Functions are used with image and raster data to process the data. This processing is not permanently applied to the data; instead, it is applied on the fly as the imagery and rasters are accessed. This is similar to creating a layer file and defining the symbology for a raster dataset, such as defining a color ramp to be used with a DEM, or pan-sharpening. Functions can also be chained together to provide more image processing capabilities. For example, you can chain many Arithmetic functions together to process the data using an equation.
Functions can be added by you; however, they are added by the application under these circumstances:
- When you add a raster product to the display. Functions are used to apply the processing required to support the raster product.
- When you add rasters to a mosaic dataset. If you access the properties for each of the rasters in a mosaic dataset, you will see that every raster has at least one function applied.
- When you perform an operation using the Image Analysis window. The output from this window is a temporary raster that is added as a layer in the table of contents. When you close ArcMap without saving, you will lose this raster layer.
For example, if you add three neighboring raster datasets to ArcMap, you can mosaic them together using the Mosaic button in the Image Analysis window. This creates a temporary layer in the table of contents. If you right-click the layer in the table of contents to open the Layer Properties, you see a Functions tab, which lists the functions that are applied. The functions are organized within a function chain. You will see the Mosaic Rasters function, which is used to mosaic the three raster datasets together. You can edit the properties of the existing functions in the function chain, and you can add or remove functions. The example below shows the Functions tab that was added to the Layer Properties dialog box when the Image Analysis window created the layer. This example shows two functions: Mosaic Rasters and Clip. They are applied from the bottom up. Therefore, the Mosaic Rasters function first creates a mosaic of the three images listed, then the Clip function is applied to the mosaicked image to create the image you see in the raster layer.

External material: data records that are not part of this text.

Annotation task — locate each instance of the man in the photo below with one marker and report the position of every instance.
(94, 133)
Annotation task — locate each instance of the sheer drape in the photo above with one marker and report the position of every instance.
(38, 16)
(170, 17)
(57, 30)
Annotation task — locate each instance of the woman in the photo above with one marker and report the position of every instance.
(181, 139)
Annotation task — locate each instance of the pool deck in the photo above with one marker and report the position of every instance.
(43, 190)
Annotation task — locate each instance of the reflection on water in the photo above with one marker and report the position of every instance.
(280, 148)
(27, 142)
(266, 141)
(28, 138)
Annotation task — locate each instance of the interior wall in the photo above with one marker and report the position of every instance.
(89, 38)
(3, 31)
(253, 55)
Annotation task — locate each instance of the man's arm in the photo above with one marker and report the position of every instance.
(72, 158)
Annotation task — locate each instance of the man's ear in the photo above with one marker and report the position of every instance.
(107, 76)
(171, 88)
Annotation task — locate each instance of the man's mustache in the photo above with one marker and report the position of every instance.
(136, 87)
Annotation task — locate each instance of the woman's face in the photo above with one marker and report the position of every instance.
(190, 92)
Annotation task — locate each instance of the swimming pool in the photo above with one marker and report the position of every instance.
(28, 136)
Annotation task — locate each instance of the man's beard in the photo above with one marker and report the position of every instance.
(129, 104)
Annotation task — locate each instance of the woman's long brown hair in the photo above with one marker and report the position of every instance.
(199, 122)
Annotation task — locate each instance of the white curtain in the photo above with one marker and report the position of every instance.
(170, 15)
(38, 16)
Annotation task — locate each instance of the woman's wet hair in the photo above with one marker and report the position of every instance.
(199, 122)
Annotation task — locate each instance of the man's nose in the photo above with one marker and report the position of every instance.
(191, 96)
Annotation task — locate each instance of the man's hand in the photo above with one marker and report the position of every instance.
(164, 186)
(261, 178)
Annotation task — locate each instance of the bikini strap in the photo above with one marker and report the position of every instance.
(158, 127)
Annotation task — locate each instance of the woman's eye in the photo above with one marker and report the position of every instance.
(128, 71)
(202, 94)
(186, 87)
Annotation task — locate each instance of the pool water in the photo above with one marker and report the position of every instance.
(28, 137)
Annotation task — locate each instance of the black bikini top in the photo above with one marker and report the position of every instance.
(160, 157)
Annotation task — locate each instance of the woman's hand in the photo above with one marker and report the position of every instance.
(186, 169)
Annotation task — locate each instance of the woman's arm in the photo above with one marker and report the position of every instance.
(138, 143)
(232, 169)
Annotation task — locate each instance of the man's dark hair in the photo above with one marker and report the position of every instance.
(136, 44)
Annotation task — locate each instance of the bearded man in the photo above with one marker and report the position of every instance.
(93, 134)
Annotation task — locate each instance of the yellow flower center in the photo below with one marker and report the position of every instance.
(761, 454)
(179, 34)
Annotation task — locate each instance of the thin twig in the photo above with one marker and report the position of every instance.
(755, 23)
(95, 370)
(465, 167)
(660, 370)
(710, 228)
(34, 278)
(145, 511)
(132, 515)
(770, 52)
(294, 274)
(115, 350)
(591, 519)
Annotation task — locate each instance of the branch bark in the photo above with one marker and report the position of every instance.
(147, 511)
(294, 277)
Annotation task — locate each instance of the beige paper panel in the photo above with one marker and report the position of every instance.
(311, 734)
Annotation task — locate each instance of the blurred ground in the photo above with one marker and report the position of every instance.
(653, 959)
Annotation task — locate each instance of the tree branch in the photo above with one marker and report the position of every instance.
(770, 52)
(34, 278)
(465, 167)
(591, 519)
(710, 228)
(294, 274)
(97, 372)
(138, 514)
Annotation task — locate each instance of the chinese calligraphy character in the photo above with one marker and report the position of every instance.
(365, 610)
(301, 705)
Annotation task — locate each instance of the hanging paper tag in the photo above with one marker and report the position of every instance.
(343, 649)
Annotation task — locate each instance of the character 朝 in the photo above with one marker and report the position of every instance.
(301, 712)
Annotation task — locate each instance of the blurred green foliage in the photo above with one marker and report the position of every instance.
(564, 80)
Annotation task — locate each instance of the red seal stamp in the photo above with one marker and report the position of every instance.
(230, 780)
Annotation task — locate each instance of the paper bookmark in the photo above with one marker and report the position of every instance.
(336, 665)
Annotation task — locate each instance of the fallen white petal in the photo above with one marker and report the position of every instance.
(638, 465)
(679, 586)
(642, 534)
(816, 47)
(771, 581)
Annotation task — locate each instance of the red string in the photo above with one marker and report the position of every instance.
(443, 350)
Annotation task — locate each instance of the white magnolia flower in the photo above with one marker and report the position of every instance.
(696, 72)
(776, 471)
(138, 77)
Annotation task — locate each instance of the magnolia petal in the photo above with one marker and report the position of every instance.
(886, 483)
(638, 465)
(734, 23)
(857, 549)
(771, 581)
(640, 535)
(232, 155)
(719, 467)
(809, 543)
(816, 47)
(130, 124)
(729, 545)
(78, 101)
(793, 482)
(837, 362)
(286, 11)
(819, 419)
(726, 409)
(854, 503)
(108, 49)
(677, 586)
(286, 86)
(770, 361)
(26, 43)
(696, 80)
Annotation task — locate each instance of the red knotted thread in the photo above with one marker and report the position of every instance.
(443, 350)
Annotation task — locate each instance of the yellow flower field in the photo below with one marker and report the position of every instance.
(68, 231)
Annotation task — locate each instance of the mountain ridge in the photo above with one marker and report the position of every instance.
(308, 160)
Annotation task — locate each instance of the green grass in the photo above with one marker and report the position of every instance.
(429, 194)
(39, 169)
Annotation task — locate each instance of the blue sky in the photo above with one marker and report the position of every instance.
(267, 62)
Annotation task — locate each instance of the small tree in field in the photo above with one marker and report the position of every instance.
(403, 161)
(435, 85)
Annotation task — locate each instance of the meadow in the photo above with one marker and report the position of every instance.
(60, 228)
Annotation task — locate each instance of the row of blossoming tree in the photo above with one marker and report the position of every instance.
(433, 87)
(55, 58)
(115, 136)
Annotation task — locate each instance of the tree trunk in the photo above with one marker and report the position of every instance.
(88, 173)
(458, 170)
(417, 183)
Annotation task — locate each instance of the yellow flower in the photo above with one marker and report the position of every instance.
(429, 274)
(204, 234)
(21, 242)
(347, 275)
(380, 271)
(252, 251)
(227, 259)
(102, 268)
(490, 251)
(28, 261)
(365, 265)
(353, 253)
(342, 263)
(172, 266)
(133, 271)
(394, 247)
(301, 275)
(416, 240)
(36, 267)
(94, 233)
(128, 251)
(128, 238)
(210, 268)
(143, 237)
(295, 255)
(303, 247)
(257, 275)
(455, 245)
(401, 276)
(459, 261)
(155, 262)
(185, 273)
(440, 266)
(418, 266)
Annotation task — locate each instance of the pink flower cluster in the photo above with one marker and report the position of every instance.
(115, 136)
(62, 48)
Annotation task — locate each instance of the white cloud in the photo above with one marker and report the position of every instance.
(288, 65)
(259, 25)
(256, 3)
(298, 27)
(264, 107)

In this next example, four individual raster datasets are added to ArcMap, but each represents a band from the same image. One of the bands is a higher resolution than the others, and you want to create a pan-sharpened image from all four bands. You can use the Image Analysis window to quickly create a multiband raster layer in the table of contents by selecting the three lower-resolution layers in the Image Analysis window and clicking the Composite Bands button . This creates a new multiband raster layer. Next, click the new layer and the fourth (higher resolution) raster in the Image Analysis window and click the Pan-sharpen button . The result is a new pan-sharpened raster layer in the table of contents, with the following function chain:
There are many more functions in the system then presented in the Processing section of the Image Analysis window. By selecting a layer in the Image Analysis window you can click the Add Function button to open the Raster Function Editor. Here you can insert any function in the function chain to apply to the raster layer.
If you have a raster with functions in ArcMap that you want to preserve, you can do the following:
- Export it to an existing mosaic dataset.
- Save the raster layer file.
- Export it to a supported raster dataset. In this case, it will save a new raster dataset with the functions permanently applied.
If you export your raster with functions to a mosaic dataset or save it as a layer file, it only references the source image. Therefore, if the source image changes or is moved or deleted, the raster layer will be broken (similar to any raster layer file).